Let $X_1,...,X_n$ be an iid (independent and identically distributed) sample with mean $ \mu $ and variance $\sigma^2$.
We can use this conclusion :$ (n-1)S^2 = \sum_{i=1}^n (Xi-\overline X)^2 = \sum_{i=1}^n (Xi-\mu ) ^2 - n(\mu-\overline X) ^2 $
Suppose that $\mathbb E(X_i-\mu)^4<\infty$, and use the Weak Law of Large Numbers to show that
$ S^2 \rightarrow \sigma^2$ (in probability) as $n \rightarrow \infty $
My questions are:
How do I go about showing that?
Why suppose $\mathbb E(X_i-\mu)^4<\infty$? (The second may be included in the first)

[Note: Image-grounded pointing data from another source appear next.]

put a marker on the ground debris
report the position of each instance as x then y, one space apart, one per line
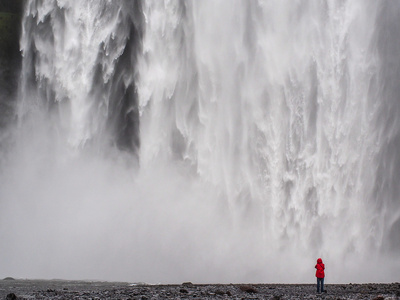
58 289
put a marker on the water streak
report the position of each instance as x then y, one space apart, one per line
183 138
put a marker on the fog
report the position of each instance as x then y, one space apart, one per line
211 142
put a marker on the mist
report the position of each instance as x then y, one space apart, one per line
211 142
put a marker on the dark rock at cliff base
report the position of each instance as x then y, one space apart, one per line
11 296
248 289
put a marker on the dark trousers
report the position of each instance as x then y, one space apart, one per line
320 281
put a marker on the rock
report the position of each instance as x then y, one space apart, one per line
11 296
248 289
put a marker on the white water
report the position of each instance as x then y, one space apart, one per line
268 138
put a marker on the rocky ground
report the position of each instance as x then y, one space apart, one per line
57 289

Hint: Since $\ \left(X_i-\mu\right)^2, i=1,2,\dots $ are iid random variables, the weak law of large numbers applies to them, provided they have finite variance. That is, under the stated condition, $\ \frac{1}{n}\sum_{i=1}^n (Xi-\mu )^2\ =\left(1-\frac{1}{n}\right)S^2+$ $\left(\mu-\overline X\right)^2\ $ converges in probability to $\ \mathbb{E}\left(Xi-\mu \right)^2=\sigma^2\ $, and you also know that $\ \left(\mu-\overline X\right)^2 $ converges to $\ 0\ $ in probability. So, what is the relation between the variance of $\ \left(X_i-\mu\right)^2\ $ and $\ \mathbb{E}\left(Xi-\mu \right)^4\ $?